Family Eratruriz – Joaquín Sorolla

Foi Deleuze quem disse que, tal como a revolução russa, é difícil saber quando a psicanálise começou a dar errado. Dito isso, cabe a pergunta: quando a revolução psicanalítica se tornou um estandarte para bandeiras reacionárias? Não queremos com este texto “provar” que Édipo não existe, ele está aí, é fato, é servido do café da manhã até o jantar. Através disso, produzimos neuróticos como em uma linha de montagem. 

Por isso, o objetivo é muito mais o de fazer um escracho de Édipo, encontrar as linhas de fuga que racham a máquina edípica e explodem o familismo, ou ao menos que escorrem pelo meio da máquina de moer subjetividades chamada complexo de édipo. Desta forma, talvez seja possível limpar o inconsciente deste vírus que o contamina. Retirar esta pedra angular (considerado pelo próprio Freud) da teoria psicanalítica é talvez ver suas estruturas desmoronarem e, quem sabe, se rearranjarem.

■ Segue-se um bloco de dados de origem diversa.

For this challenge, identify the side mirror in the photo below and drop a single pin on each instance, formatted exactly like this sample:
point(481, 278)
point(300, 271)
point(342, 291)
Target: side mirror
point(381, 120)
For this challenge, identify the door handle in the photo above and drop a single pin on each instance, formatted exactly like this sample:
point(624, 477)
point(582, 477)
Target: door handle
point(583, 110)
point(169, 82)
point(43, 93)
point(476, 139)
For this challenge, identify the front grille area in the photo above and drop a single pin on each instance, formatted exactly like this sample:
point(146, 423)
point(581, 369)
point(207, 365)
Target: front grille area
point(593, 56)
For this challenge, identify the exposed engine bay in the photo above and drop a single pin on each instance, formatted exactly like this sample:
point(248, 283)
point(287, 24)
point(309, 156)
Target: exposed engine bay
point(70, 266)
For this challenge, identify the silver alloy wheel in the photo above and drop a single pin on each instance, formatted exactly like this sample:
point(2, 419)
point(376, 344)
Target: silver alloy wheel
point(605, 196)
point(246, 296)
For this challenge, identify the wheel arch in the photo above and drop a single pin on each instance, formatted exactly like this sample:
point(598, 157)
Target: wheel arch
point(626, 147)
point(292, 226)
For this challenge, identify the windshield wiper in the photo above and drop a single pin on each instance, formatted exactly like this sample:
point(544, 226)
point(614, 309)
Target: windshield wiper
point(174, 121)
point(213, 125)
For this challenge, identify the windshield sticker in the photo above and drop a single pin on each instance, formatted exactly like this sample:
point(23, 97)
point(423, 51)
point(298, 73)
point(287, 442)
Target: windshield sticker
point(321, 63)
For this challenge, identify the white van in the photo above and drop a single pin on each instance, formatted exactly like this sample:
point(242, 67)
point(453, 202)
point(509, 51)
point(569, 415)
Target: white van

Fluxos gotejam, passam através do triângulo, separam-lhe os vértices” – Deleuze e Guattari, Anti-Édipo, p. 94

Aesquizoanálise procura romper com Édipo em vez de resolvê-lo! Para assim retomar o processo esquizofrênico do desejo, lá onde poucos psicanalistas  chegaram, e não tiveram coragem de continuar. Tudo que queremos dizer é: “sim, sim, Édipo. Já entendemos, já entendemos… mas e agora?“. Se esta teoria impôs uma vida conformada com um manual de instruções, onde todos os movimentos já estão decididos de antemão, o que fazer para desmontar o triângulo edípico?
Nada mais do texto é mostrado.